Patients with advanced malignancies often seek the expertise of physicians at major institutions. Centers such as the MD Anderson, Dana Farber, UCLA, City of Hope and others have access to novel compounds and combinations. Patients whose diseases progress following standard treatments are referred with the hope that these new drugs and novel combinations will provide a benefit.
But what the patients actually encounter is a maze of clinical regulatory oversight, protocol inclusionary and exclusionary criteria, repeat biopsies, repeat staging (PET/CT, MRI, blood tests, etc.) and molecular profiling.
All of which cause delays and hardship for these desperately ill patients – and it is only patients with the best performance status that can qualify.
A recent experience was emblematic of the problem.
This 74-year-old gentleman had a rare form of lung cancer. After he had shown disease progression, despite multiple prior lines of therapy under the care of his physicians in LA, we used our laboratory platform to identify a drug combination that worked perfectly.
The dilemma: he had failed numerous prior therapies before we met, and we believed – rightly or wrongly – that he needed something better, something newer, something different... something experimental.
Despite his positive response, there was concern that our therapy would ultimately stop working. We made the decision to move to an experimental trial with the hope of consolidating his positive response.
That is when things unraveled. First, he needed a four-week wash-out period. Second, he needed repeat biopsies and scans. Third, the consent forms and accrual process dragged on interminably as his condition deteriorated.
By the time the experimental treatment actually started, he was once again in poor condition.
We communicated regularly with the patient, but it was still too early to know whether the first weeks of therapy would provide any benefit. By the time we realized it was not working, it was difficult to unwind him from the trial and move onto other treatments.

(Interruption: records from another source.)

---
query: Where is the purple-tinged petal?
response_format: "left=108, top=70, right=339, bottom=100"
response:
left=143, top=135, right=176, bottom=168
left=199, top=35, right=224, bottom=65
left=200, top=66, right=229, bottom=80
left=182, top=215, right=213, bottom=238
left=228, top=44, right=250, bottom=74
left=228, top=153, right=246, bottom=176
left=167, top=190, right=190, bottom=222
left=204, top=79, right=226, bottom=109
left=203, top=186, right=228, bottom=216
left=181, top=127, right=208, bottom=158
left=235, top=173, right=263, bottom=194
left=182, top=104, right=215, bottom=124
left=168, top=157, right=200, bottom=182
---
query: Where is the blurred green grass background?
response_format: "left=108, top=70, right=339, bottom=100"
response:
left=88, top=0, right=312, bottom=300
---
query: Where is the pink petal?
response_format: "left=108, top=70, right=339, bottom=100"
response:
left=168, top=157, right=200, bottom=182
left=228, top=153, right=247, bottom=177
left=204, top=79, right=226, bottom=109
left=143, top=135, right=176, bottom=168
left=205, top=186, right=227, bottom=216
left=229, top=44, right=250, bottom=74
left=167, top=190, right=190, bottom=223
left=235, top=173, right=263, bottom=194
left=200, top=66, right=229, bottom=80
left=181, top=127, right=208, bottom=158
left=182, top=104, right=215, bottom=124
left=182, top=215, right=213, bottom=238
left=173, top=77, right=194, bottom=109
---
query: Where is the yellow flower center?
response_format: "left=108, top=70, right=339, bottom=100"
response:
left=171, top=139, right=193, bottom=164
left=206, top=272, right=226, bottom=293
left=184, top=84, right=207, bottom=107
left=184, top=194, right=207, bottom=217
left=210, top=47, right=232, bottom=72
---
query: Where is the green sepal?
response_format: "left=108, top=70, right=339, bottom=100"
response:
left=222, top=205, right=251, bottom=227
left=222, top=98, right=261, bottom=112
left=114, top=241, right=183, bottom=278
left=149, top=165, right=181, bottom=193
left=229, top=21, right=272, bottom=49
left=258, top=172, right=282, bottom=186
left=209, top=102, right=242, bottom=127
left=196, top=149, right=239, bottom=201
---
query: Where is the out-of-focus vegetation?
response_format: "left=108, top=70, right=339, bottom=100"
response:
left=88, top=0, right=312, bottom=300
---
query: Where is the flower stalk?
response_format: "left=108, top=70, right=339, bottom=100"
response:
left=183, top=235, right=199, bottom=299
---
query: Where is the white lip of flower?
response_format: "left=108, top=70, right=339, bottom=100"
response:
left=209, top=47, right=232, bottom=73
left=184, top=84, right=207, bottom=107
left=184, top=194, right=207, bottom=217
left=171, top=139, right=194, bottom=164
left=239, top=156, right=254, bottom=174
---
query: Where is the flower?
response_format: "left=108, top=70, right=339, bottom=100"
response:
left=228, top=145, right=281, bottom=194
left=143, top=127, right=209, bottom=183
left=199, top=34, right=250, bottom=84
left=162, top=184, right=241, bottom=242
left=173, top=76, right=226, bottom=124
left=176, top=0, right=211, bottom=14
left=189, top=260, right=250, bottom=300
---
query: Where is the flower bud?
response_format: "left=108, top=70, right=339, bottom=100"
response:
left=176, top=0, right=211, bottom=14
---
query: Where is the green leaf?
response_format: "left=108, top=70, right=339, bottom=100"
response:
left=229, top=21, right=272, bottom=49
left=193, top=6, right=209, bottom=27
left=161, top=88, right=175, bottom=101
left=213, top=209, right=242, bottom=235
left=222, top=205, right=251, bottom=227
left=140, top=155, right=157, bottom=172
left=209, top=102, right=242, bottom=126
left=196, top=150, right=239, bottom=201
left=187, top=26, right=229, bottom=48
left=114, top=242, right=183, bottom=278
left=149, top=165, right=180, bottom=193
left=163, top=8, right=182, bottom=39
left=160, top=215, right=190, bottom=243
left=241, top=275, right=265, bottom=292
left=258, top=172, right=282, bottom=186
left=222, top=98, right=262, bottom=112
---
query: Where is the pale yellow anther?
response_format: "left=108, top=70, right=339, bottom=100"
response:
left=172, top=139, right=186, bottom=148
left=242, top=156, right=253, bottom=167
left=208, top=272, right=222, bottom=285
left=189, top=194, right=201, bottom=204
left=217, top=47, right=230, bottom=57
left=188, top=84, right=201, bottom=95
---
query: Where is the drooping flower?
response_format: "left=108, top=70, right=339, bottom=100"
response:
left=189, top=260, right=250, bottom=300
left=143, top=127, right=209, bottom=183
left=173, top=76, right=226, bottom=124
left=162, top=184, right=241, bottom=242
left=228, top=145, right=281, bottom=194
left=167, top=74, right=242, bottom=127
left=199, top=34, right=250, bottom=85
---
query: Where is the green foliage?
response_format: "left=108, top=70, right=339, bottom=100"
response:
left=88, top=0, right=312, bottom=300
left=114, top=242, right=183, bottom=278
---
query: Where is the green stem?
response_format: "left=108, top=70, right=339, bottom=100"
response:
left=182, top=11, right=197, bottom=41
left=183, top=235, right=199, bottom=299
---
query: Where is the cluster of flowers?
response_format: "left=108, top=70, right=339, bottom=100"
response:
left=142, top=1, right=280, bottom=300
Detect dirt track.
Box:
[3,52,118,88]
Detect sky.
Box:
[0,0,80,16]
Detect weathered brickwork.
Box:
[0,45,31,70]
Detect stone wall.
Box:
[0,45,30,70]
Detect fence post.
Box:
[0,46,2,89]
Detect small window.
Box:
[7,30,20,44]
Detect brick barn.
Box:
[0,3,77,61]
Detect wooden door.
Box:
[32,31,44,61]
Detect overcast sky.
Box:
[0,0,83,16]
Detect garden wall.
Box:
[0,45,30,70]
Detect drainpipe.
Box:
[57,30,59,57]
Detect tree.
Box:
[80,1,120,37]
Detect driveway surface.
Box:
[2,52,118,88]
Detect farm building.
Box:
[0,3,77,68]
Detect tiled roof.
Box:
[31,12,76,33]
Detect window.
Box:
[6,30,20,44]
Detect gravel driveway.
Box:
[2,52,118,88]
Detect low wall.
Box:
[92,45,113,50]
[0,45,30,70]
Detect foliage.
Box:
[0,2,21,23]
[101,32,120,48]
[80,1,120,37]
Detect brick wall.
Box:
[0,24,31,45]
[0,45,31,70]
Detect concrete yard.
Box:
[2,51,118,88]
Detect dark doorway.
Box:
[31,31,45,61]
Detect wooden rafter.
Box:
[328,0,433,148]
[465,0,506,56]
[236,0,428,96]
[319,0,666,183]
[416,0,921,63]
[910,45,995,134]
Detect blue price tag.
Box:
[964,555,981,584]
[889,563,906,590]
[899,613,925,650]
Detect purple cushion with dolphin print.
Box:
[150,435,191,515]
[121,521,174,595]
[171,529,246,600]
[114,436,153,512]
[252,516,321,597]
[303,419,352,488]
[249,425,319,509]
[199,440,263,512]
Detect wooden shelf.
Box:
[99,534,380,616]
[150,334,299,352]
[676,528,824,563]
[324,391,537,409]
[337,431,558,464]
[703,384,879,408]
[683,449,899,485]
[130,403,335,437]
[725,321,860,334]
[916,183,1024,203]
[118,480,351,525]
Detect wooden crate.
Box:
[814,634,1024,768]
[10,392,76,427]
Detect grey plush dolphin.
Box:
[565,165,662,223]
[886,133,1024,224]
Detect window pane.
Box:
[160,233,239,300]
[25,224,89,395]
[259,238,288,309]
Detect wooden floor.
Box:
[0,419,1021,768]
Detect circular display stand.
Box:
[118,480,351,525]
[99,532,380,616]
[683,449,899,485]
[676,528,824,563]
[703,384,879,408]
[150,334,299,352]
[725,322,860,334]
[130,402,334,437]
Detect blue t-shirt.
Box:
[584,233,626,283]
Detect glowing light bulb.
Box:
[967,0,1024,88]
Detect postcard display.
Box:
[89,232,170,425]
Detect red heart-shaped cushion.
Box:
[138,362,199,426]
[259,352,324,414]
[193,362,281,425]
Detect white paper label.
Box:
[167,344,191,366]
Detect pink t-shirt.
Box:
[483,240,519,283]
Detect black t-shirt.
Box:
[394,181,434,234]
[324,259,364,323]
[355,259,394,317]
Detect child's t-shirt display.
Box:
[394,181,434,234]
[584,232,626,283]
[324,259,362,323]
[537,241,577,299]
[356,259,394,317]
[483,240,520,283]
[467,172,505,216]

We made every effort to reinstitute the same laboratory-based therapy that had previously worked so well, but by then he was just too ill and succumbed to complications of his illness shortly thereafter.
This is an unfortunate reminder that clinical trials are not user-friendly. The accrual process, time to activate, and requirements for participation can be so onerous as to prevent patients in need from availing themselves of these treatments.
It is said that “banks only lend money to those who do not need it”, meaning that you have to be a perfect credit risk to borrow the money you need to improve your credit. Similarly, one must be in stellar clinical condition to qualify for many cancer clinical trials. Yet it is rarely Olympic tri-athletes who need cancer clinical trials.
We need to re-examine the availability of experimental drugs and make it easier for patients to gain access to these potentially life-saving drugs and combinations, and we must remember that it is the patient’s outcome and well-being that drives oncology care.